There is an urgent need for more large-scale clinical trials to test whether nebulised UFH improves mortality in COVID-19 patients. Ideally, these studies should be linked together by a global network with the objective of standardising key outcomes, so a prospective individual patient meta-analysis (so called ‘meta-trial’) can be performed, to provide a rapid more generalisable answer to the question.

Conclusion

Severe COVID-19 is characterised by diffuse alveolar damage, hyperinflammation, coagulopathy, DNA neutrophil extracellular traps (NETS) and microvascular thrombosis. There is a strong scientific and biological basis to test the use of nebulised UFH as a therapy for COVID-19 pneumonia and ARDS. UFH prevents SARS-CoV-2 from binding to ACE-2 and infecting cells and has relevant anti-coagulant, anti-inflammatory and mucolytic effects. Because of these multiple modes of action, inhaled UFH may offer clinical benefit across the time course of the disease. As an anti-viral, delivered via inhalation to the upper airways, the major point of entry of the virus, UHF may prevent infection and be a prophylactic treatment. If administered via nebulisation at the development of symptoms, its multiple properties may attenuate disease progression.
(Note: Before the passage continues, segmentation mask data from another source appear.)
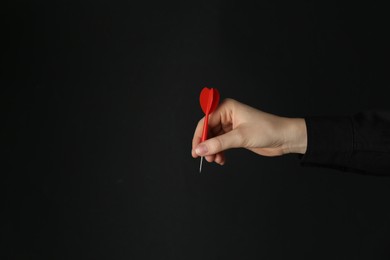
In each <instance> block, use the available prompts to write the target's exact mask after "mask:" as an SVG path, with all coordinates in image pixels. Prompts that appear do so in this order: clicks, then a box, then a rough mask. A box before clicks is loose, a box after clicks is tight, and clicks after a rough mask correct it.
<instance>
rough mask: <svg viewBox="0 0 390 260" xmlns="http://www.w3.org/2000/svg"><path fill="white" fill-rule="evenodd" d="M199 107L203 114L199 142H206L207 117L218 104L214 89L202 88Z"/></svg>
mask: <svg viewBox="0 0 390 260" xmlns="http://www.w3.org/2000/svg"><path fill="white" fill-rule="evenodd" d="M199 101H200V107H201V108H202V111H203V113H204V114H205V118H204V124H203V132H202V139H201V142H204V141H206V140H207V133H208V131H209V115H210V114H211V113H212V112H213V111H214V110H215V109H216V108H217V106H218V103H219V92H218V90H217V89H215V88H203V89H202V91H201V92H200V97H199ZM202 162H203V156H202V157H201V158H200V166H199V172H202Z"/></svg>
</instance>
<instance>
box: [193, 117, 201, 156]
mask: <svg viewBox="0 0 390 260" xmlns="http://www.w3.org/2000/svg"><path fill="white" fill-rule="evenodd" d="M203 122H204V117H203V118H202V119H201V120H199V122H198V125H197V126H196V129H195V133H194V137H193V138H192V150H191V155H192V157H194V158H197V157H198V155H197V154H196V153H195V147H196V146H198V144H199V143H200V141H201V140H202V132H203Z"/></svg>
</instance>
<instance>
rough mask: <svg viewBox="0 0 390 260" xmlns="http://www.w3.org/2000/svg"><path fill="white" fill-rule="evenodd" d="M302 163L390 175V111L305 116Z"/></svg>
mask: <svg viewBox="0 0 390 260" xmlns="http://www.w3.org/2000/svg"><path fill="white" fill-rule="evenodd" d="M305 121H306V127H307V138H308V144H307V151H306V154H305V155H304V156H302V158H301V164H302V165H303V166H321V167H329V168H336V169H339V170H344V171H353V172H359V173H363V174H371V175H387V176H390V112H389V111H387V112H386V111H365V112H361V113H358V114H356V115H353V116H350V117H348V116H345V117H306V118H305Z"/></svg>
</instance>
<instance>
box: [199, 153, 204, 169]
mask: <svg viewBox="0 0 390 260" xmlns="http://www.w3.org/2000/svg"><path fill="white" fill-rule="evenodd" d="M202 162H203V156H202V157H200V165H199V173H201V172H202Z"/></svg>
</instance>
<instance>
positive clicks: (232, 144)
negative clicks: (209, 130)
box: [194, 130, 242, 156]
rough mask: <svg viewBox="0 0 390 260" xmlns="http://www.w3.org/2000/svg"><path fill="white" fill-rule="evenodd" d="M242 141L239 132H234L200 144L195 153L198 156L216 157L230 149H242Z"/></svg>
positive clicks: (229, 132) (211, 139) (240, 135)
mask: <svg viewBox="0 0 390 260" xmlns="http://www.w3.org/2000/svg"><path fill="white" fill-rule="evenodd" d="M241 140H242V139H241V135H240V134H239V131H237V130H232V131H230V132H228V133H226V134H223V135H219V136H216V137H213V138H211V139H208V140H206V141H204V142H203V143H201V144H198V145H197V146H195V149H194V152H195V154H196V155H198V156H209V155H215V154H218V153H220V152H223V151H225V150H227V149H230V148H237V147H240V146H241Z"/></svg>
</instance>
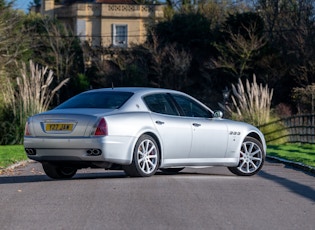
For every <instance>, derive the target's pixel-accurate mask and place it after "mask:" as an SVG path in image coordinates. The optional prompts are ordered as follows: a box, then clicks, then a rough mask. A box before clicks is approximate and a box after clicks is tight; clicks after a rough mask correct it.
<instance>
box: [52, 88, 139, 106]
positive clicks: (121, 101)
mask: <svg viewBox="0 0 315 230" xmlns="http://www.w3.org/2000/svg"><path fill="white" fill-rule="evenodd" d="M132 95H133V93H130V92H88V93H82V94H79V95H77V96H74V97H72V98H70V99H69V100H67V101H65V102H64V103H62V104H61V105H59V106H58V107H56V109H70V108H96V109H118V108H120V107H121V106H122V105H123V104H124V103H125V102H126V101H127V100H128V99H129V98H130V97H131V96H132Z"/></svg>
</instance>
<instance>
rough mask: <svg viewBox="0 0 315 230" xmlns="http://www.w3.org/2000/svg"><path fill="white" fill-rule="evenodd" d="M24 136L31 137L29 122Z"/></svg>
mask: <svg viewBox="0 0 315 230" xmlns="http://www.w3.org/2000/svg"><path fill="white" fill-rule="evenodd" d="M24 136H31V132H30V126H29V124H28V121H27V122H26V124H25V129H24Z"/></svg>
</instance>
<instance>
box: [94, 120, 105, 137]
mask: <svg viewBox="0 0 315 230" xmlns="http://www.w3.org/2000/svg"><path fill="white" fill-rule="evenodd" d="M107 134H108V131H107V124H106V121H105V119H104V118H102V119H101V120H100V121H99V122H98V125H97V127H96V129H95V133H94V136H106V135H107Z"/></svg>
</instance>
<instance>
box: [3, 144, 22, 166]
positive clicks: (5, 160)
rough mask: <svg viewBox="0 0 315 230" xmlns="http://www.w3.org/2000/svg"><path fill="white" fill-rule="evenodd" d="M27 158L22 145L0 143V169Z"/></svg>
mask: <svg viewBox="0 0 315 230" xmlns="http://www.w3.org/2000/svg"><path fill="white" fill-rule="evenodd" d="M23 160H27V156H26V153H25V152H24V147H23V145H0V169H5V168H7V167H8V166H10V165H12V164H15V163H17V162H19V161H23Z"/></svg>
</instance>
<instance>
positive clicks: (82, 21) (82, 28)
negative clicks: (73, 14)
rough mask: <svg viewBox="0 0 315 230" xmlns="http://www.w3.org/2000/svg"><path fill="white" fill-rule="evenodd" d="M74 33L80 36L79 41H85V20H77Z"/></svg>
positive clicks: (77, 35) (79, 36)
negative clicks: (75, 31)
mask: <svg viewBox="0 0 315 230" xmlns="http://www.w3.org/2000/svg"><path fill="white" fill-rule="evenodd" d="M76 35H77V36H78V37H79V38H80V40H81V41H85V40H86V28H85V20H81V19H78V20H77V31H76Z"/></svg>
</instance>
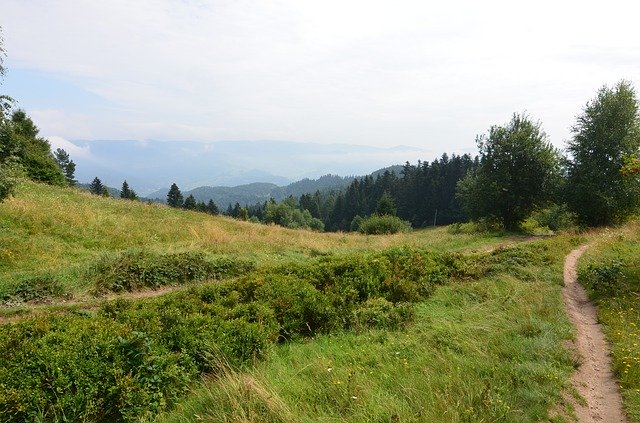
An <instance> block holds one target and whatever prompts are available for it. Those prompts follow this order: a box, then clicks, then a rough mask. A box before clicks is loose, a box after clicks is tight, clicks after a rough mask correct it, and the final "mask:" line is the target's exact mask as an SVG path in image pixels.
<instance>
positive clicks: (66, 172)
mask: <svg viewBox="0 0 640 423" xmlns="http://www.w3.org/2000/svg"><path fill="white" fill-rule="evenodd" d="M53 157H54V159H55V160H56V163H58V167H60V170H62V173H64V177H65V179H66V180H67V184H68V185H69V186H73V185H75V184H76V182H78V181H76V180H75V178H74V174H75V172H76V164H75V163H74V162H73V160H71V158H70V157H69V154H68V153H67V152H66V151H64V150H63V149H62V148H57V149H56V151H55V152H54V153H53Z"/></svg>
As the disease progresses, UFH’s anti-inflammatory and anti-coagulant properties may be used to treat COVID-19-associated ARDS. In the pneumonic phase of COVID-19, which is typified by excess production of mucus, nebulised UFH’s known mucolytic effect can be used to aid recovery.

UFH is an inexpensive drug and widely available and its use as a potentially effective treatment for COVID-19 may have important humanitarian and economic implications especially for low- and middle-income countries.

The potential therapeutic properties underline the need for expedited large-scale clinical trials of nebulised UFH to test its potential to reduce mortality in COVID-19 patients.